A Training Framework for Graduate Teaching Assistants in Engineering Programs
Abstract
This project proposes a professional development framework that encompasses multidimensional institutional support to graduate teaching assistants (GTAs) to enhance the level of their pedagogical knowledge and skills. This framework will provide institutional stakeholders with a tool to anticipate the essential needs for GTA support and tailor needed professional development activities to heighten the quality of their undergraduate teaching practices. Many of these GTAs will provide Canada with a pool of future faculty members who will be key players in the national higher education system in the near future; their pedagogical competence will thus be reflected in their teaching and instructional practices.

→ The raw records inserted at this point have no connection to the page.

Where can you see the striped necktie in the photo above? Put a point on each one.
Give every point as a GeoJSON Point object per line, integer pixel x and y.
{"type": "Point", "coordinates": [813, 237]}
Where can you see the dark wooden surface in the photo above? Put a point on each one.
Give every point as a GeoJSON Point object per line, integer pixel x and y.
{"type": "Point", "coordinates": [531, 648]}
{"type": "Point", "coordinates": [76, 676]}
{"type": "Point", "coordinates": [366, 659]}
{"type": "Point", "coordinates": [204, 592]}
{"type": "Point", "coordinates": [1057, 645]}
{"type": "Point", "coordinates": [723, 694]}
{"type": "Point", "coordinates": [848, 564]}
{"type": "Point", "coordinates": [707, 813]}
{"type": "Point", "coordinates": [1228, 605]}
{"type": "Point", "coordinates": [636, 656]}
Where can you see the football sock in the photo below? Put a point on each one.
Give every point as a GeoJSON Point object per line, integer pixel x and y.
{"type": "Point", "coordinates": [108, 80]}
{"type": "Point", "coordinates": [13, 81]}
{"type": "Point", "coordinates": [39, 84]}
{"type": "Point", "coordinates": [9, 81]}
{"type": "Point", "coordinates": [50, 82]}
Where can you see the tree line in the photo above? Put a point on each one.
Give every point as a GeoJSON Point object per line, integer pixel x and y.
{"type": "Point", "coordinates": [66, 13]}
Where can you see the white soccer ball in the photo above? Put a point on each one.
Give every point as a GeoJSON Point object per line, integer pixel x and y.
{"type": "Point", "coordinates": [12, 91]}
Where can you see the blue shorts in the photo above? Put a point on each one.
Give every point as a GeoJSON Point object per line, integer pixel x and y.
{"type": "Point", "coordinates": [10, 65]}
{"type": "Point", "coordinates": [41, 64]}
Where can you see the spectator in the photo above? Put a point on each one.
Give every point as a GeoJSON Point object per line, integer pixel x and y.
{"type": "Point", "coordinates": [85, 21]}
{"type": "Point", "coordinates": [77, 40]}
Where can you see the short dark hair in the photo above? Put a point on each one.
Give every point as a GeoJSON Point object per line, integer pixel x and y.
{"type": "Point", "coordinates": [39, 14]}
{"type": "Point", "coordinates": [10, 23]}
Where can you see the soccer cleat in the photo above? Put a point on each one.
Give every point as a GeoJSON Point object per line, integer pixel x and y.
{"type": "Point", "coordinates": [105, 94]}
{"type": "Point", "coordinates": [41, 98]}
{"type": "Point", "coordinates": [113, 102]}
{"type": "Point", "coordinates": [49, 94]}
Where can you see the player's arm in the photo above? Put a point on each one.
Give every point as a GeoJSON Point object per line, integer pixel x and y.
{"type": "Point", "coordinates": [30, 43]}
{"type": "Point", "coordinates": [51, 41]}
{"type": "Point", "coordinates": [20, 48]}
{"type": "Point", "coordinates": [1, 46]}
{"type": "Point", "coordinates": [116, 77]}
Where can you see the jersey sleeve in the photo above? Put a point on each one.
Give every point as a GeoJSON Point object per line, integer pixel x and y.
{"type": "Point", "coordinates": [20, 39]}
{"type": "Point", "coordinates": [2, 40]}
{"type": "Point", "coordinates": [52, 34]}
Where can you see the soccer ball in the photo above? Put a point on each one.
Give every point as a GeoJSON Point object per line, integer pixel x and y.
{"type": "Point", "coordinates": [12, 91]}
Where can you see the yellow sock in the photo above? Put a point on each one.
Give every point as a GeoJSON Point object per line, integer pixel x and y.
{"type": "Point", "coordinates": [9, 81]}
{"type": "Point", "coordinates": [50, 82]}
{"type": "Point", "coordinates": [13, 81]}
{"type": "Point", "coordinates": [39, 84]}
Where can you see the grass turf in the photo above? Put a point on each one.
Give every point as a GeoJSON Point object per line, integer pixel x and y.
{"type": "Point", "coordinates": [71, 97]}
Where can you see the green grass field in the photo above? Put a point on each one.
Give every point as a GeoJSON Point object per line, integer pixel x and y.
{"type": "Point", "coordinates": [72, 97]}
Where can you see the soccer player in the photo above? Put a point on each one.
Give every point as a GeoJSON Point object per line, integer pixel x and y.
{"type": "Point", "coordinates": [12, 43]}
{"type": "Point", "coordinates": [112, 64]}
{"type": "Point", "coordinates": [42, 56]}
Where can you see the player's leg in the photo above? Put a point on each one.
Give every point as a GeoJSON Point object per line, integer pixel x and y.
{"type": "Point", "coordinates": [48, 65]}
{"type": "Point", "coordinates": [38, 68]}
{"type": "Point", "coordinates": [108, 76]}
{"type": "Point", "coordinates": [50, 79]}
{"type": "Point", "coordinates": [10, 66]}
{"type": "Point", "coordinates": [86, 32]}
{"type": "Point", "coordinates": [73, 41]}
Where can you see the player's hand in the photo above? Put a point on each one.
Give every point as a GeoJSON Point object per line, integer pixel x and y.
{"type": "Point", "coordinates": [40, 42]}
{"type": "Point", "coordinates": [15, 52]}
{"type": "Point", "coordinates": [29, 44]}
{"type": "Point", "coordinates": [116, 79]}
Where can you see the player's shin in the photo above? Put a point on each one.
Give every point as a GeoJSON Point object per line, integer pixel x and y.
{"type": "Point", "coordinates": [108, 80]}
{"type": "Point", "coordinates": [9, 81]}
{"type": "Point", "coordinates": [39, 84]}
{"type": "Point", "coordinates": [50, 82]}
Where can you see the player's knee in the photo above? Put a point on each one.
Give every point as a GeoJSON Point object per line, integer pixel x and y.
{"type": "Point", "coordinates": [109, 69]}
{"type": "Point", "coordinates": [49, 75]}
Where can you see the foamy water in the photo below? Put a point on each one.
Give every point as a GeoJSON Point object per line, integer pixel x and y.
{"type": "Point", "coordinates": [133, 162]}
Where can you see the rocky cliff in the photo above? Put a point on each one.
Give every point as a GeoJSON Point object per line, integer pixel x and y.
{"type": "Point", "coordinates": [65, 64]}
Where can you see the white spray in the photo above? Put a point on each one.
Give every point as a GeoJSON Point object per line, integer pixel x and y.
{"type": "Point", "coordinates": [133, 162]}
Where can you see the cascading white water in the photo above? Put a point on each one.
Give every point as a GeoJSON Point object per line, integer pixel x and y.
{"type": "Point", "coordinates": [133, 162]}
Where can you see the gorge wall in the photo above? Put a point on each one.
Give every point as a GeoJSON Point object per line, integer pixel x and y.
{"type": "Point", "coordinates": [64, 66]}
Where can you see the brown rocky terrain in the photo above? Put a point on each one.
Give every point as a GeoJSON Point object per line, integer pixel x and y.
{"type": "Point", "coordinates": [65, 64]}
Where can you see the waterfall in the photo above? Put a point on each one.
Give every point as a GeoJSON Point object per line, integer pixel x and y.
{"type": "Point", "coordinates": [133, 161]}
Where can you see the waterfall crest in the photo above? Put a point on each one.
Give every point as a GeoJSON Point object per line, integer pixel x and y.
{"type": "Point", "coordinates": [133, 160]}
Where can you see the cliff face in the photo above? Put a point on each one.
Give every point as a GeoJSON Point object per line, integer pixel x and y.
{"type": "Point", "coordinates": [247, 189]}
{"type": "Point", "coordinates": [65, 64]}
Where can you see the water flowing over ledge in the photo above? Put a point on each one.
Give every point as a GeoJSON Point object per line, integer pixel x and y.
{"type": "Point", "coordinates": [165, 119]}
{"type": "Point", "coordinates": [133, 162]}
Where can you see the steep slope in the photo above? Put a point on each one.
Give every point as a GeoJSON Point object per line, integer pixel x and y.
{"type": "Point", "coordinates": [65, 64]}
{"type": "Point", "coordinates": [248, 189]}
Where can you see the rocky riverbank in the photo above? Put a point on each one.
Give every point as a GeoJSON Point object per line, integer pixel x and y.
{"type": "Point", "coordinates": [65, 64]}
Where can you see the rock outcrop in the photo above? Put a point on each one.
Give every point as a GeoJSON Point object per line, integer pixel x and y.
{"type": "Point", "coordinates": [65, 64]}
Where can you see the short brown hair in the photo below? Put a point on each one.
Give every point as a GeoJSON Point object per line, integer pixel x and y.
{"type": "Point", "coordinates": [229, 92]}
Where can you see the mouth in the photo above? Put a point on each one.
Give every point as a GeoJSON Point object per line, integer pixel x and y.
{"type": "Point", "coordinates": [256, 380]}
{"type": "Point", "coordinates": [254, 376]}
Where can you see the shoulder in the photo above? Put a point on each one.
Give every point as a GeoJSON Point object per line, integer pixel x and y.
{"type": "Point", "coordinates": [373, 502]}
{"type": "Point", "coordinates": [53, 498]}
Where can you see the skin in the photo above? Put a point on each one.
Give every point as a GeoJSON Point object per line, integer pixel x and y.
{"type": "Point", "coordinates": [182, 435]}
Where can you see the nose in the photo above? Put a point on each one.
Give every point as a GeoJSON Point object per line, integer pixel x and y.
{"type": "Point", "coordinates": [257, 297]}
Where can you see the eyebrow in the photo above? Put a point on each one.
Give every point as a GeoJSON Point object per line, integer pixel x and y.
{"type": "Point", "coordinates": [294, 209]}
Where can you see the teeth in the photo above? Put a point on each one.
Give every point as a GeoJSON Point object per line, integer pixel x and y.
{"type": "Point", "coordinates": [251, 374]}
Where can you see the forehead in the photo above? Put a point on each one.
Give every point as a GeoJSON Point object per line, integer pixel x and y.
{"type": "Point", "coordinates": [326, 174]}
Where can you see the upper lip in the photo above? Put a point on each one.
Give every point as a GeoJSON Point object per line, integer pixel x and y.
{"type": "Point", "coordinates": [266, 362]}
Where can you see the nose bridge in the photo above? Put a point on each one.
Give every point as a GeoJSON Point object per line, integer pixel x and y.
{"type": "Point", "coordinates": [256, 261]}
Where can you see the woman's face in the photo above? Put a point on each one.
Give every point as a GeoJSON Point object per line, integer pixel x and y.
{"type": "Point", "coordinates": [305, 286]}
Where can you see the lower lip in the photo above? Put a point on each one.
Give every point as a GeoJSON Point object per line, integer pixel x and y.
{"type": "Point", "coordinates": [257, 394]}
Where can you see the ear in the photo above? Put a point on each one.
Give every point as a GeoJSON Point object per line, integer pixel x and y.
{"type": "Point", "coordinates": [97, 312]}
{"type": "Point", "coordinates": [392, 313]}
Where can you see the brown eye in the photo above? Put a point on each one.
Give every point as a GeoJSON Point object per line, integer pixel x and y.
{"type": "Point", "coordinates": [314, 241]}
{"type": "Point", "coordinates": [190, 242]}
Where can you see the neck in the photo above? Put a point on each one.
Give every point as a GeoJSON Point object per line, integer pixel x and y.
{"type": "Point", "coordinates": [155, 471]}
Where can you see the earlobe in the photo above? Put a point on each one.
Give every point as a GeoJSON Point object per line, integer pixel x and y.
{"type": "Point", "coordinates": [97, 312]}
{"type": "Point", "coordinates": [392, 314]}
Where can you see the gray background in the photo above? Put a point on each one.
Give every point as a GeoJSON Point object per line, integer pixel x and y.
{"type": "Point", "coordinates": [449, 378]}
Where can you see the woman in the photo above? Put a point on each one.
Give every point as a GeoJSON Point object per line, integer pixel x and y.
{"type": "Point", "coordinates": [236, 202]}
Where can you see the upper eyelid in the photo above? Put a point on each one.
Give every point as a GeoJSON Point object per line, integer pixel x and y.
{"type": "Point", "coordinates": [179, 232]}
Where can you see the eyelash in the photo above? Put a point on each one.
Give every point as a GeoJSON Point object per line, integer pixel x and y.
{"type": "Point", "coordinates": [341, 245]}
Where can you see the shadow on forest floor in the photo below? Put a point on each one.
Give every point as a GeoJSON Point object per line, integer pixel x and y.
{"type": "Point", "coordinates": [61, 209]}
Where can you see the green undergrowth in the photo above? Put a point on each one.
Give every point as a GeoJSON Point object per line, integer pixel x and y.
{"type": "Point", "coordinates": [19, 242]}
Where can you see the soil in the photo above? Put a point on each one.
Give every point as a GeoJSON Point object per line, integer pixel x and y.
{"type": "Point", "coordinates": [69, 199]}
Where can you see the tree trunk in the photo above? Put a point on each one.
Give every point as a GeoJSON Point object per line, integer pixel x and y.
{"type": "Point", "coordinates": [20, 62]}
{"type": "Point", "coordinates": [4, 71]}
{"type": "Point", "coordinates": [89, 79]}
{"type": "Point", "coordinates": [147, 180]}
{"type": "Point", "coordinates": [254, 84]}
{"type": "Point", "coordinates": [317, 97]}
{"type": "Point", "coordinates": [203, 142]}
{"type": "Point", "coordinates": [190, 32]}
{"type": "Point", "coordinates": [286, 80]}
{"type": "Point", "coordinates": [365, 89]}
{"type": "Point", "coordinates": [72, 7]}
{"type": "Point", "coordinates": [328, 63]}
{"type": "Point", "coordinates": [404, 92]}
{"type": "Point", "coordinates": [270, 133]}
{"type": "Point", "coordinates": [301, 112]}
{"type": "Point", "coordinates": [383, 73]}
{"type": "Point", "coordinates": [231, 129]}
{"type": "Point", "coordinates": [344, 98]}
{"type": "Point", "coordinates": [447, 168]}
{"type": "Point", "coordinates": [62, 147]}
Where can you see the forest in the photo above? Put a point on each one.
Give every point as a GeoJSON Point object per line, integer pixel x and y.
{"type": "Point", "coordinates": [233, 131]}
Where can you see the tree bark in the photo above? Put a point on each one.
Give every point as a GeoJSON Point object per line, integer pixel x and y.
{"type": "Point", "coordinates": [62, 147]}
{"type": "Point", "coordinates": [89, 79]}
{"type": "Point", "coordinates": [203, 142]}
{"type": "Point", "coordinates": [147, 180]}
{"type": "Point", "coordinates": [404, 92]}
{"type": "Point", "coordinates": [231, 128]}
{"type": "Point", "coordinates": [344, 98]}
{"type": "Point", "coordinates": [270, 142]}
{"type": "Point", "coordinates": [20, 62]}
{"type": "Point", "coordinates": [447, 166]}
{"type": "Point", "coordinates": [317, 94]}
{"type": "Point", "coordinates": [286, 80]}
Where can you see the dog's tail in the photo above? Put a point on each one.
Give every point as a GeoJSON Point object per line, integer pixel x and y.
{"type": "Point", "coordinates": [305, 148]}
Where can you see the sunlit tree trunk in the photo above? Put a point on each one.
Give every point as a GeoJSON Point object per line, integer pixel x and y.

For the implementation of this project, I ran a training needs assessment, in which I collected data from faculty members and students using a faculty survey and faculty, undergraduate and graduate student interviews. The needs assessment showed a wide spectrum of training needs: learning and assessment theories, evaluation techniques, language barriers, cultural differences, communication skills, stage fright, and professionalism.
Informed by the training needs assessment and the available literature on the pedagogical professional development of GTAs, I developed a multidimensional framework, Teaching Assistants Professional Development (TAPD) program, which was adapted from Bronfenbrenner’s ecological theory. This model eencompasses five dimensions: individual, microsystem, mesosystem, exosystem, and macrosystem. The proposed framework identifies the pedagogical needs of GTAs and provides tools for meeting these needs in order to enhance the quality of undergraduate teaching practices and responsibilities.
Mapping TAPD to the institutional available training options showed a need for departmental training programs that support the GTAs’ pedagogical content knowledge in a relatively short period of time and starts a community of practice among the GTAs. The project was implemented for two consecutive years in four departments, and plans for future trainings are laid. The main limitation of disseminating these departmental training programs is the financial commitment the departments must incur to have it as a mandatory training.
I appended this project document with a bibliography that includes a comprehensive collection of seminal work that tackles different perspectives of teaching assistants’ professional development.